【多良間】多良間村は環境省や県の絶滅危惧(きぐ)II類に指定されているヤシガニの乱獲を防ぐため、採取できる大きさや期間などを制限する「多良間村ヤシガニ(マクガン)保護条例」を4月1日から施行する。村議会3月定例会本会議で15日、議員提出の同条例案を可決した。同様の条例は国内でも初めて。
条例は乱獲による絶滅を防ぎ同村の豊かな自然の象徴でもあるヤシガニを有用な資源として持続的に活用することが目的。
条例によると村長はヤシガニの生態を調査・研究するための保護区を設定できる。保護区内のヤシガニ採取は年間を通して禁止し、保護区外は産卵時期の7月1日〜8月31日は禁止となる。甲の大きさが8センチ以下の個体や抱卵中の雌も採取禁止。条例違反者へ10万円以下の罰金を科す。
生物学(甲殻類)を研究する琉球大学大学教育センター非常勤講師の藤田喜久さんは「沖縄ブームなどの影響で珍味として食べられ、乱獲はこの数年で深刻化している。条例は国内初の実効性ある保護策。先行的な事例になる」と他市町村などへの広がりも期待した。
また「ヤシガニは昔から人とかかわりのある生き物。全面的に食べないのではなく、守りながら利用することが大切」と強調した。

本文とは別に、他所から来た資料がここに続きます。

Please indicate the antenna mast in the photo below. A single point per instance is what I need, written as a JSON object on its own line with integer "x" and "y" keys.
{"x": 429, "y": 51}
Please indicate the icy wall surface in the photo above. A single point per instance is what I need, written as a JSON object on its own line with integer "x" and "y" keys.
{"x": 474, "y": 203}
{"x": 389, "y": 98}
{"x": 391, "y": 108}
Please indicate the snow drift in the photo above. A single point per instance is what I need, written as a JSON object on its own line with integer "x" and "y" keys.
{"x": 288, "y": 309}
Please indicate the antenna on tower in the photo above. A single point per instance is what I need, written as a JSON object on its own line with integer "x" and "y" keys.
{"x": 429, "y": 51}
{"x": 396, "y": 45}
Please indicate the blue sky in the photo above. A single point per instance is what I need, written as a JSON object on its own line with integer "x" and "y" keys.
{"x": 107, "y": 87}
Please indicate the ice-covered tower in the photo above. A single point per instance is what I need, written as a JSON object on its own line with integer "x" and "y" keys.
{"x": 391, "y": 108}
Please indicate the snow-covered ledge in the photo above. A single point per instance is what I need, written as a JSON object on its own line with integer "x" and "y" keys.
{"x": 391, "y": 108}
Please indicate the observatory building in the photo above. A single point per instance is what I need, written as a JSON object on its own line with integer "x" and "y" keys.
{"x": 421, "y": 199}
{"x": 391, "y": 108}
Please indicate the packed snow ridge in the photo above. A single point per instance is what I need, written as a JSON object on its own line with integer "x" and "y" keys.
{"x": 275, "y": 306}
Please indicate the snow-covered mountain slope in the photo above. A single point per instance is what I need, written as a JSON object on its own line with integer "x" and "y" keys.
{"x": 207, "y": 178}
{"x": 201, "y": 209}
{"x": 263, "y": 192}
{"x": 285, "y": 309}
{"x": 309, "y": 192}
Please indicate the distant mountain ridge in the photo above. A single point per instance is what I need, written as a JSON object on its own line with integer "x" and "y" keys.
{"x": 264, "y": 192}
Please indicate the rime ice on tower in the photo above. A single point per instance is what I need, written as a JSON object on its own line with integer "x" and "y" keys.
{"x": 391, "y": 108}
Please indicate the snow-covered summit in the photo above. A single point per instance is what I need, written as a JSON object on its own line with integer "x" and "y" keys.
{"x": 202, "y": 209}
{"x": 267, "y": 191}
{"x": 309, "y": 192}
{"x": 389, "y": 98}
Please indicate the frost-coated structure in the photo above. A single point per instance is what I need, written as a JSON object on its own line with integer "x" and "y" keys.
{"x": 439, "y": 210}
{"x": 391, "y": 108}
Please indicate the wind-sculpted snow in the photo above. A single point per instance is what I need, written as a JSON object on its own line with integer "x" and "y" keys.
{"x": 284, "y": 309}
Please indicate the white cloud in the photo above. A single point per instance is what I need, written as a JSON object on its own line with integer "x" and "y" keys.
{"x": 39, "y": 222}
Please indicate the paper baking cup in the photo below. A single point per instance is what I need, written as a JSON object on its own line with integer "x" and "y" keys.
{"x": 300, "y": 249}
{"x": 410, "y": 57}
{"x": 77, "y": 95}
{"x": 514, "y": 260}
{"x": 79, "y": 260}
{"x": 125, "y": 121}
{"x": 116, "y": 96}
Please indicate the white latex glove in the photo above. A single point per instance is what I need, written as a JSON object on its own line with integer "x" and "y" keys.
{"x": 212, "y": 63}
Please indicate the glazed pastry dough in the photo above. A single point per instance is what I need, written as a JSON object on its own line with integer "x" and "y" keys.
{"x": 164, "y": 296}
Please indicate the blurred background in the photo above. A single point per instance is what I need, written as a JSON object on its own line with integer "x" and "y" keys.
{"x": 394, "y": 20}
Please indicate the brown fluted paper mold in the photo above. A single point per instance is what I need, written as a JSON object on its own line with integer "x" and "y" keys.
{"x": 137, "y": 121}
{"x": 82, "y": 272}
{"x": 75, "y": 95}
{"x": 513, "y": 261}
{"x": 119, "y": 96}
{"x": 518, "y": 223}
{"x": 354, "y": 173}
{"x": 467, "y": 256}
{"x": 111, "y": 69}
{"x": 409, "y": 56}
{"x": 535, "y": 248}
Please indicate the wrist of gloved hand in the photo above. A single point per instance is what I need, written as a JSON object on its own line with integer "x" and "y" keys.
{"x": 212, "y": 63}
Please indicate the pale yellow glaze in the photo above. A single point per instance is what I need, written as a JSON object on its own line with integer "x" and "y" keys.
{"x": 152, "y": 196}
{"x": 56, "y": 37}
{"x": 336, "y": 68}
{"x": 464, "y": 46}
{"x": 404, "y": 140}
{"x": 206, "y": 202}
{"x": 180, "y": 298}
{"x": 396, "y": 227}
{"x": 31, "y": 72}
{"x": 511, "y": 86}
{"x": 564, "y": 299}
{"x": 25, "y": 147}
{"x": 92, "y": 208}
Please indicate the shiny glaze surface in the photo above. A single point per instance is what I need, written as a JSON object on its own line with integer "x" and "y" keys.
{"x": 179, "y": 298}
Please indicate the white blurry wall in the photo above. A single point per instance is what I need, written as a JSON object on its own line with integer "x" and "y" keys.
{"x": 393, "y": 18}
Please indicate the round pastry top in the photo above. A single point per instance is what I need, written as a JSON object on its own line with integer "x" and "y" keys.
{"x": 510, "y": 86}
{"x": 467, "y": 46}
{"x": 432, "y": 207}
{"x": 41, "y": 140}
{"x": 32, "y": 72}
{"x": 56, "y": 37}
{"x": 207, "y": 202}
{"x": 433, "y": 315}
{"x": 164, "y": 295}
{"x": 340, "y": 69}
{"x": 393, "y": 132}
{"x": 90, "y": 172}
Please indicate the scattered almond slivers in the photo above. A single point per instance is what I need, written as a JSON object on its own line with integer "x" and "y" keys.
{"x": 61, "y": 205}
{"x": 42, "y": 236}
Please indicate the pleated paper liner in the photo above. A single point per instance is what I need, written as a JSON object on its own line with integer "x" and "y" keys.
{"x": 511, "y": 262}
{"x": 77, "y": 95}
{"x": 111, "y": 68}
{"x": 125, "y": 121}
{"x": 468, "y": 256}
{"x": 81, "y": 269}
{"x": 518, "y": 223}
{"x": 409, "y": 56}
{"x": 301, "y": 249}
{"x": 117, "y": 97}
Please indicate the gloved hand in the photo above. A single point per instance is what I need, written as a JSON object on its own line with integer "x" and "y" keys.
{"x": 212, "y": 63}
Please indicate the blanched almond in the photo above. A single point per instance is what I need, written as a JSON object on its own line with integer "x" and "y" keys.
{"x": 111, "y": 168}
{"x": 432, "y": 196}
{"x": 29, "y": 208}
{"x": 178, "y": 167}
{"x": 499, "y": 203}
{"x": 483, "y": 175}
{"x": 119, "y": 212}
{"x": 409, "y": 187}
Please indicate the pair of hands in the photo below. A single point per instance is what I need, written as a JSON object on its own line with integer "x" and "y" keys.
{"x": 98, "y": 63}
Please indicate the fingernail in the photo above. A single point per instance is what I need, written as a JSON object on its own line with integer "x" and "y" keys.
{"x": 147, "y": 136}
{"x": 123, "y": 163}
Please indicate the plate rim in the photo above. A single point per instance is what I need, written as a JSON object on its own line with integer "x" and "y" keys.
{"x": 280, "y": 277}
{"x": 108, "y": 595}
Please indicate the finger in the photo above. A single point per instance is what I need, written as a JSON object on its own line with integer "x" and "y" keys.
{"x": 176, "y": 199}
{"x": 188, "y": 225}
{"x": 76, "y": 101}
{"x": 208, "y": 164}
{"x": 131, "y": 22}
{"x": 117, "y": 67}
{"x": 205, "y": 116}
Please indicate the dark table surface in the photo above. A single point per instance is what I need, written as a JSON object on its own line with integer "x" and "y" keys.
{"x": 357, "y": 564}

下地昌明村長は「保護区は村民の意見を聞いた上で決めたい。自然を守る意識を促したい」と述べた。
ヤシガニは鹿児島県・小宝島が北限。県内は各地に生息し特に宮古・八重山では開発によって海岸近くの生息地が脅かされている。飲食店、インターネットなどで食用やペットとして売り出され、乱獲傾向にある。